What type of sandpaper are you using? If it's the normal brown quartz paper you get most everywhere, cheap, it's going to take you one heck of a lot of it to do what you're doing, and in the long run, more than a decent quality automotive prep sand paper. Check an auto paint supply store and get some paper there. You'll be glad in the long run. At the very least, 80 grit to rough it in, 220 to finish before you prime.
MarPar 10-06-2009, 01:42 PM Buck hit it on da head!!! You may save money now on cheap sandpaper, but you get da good stuff and you'll save on ass-aches later... don't forget patience, patience, patience!!!
TopDown 10-06-2009, 07:31 PM Im using a sandpaper that i bought from HomeDepot called 3M. Its about 7 buck for 25 sheets.
If you could let me know of better sand papers and grits, ill be sure to look into it.
Thanks for all the help.
Patrick 10-06-2009, 09:26 PM Previous plastic = earlier bondo.

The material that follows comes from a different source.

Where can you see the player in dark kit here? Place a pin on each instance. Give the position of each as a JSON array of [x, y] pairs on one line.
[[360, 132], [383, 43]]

The electric sander is actually a finish sander, and it moves pretty fast to be trying to work that paint down. The sanding board would be better for it in the long run. One mistake almost everyone makes (me included) is to try and use power tools where we actually should be using hand powered. With the powered sander, keep it moving. Don't leave it in one spot to try and work down that particular place. Always moving, semi circles over and around the spot you're trying to repair.
What type of sandpaper are you using? If it's the normal brown quartz paper you get most everywhere, cheap, it's going to take you one heck of a lot of it to do what you're doing, and in the long run, more than a decent quality automotive prep sand paper. Check an auto paint supply store and get some paper there. You'll be glad in the long run. At the very least, 80 grit to rough it in, 220 to finish before you prime.
I'm one that likes power tools. Air sanders are to hard and fast to use at home. But an electric DA like a Dewalt with practice will do 90% of the work for you. You do need to get a good set of automotive sanding blocks, summit has everything you need.
BuckNeccid 10-12-2009, 05:49 AM If you'll check your Yellow Pages, look under Auto Body and Paint Supplies, you'll find a store that will sell you the better sandpaper, and be willing to give advice as you go. Most supply stores will even sell the paper by the sheet so you don' have to buy a whole box unless you plan on using it. They will also have a multitude of other supplies, some you may not even have imagined existed that will help you in your job to get it done.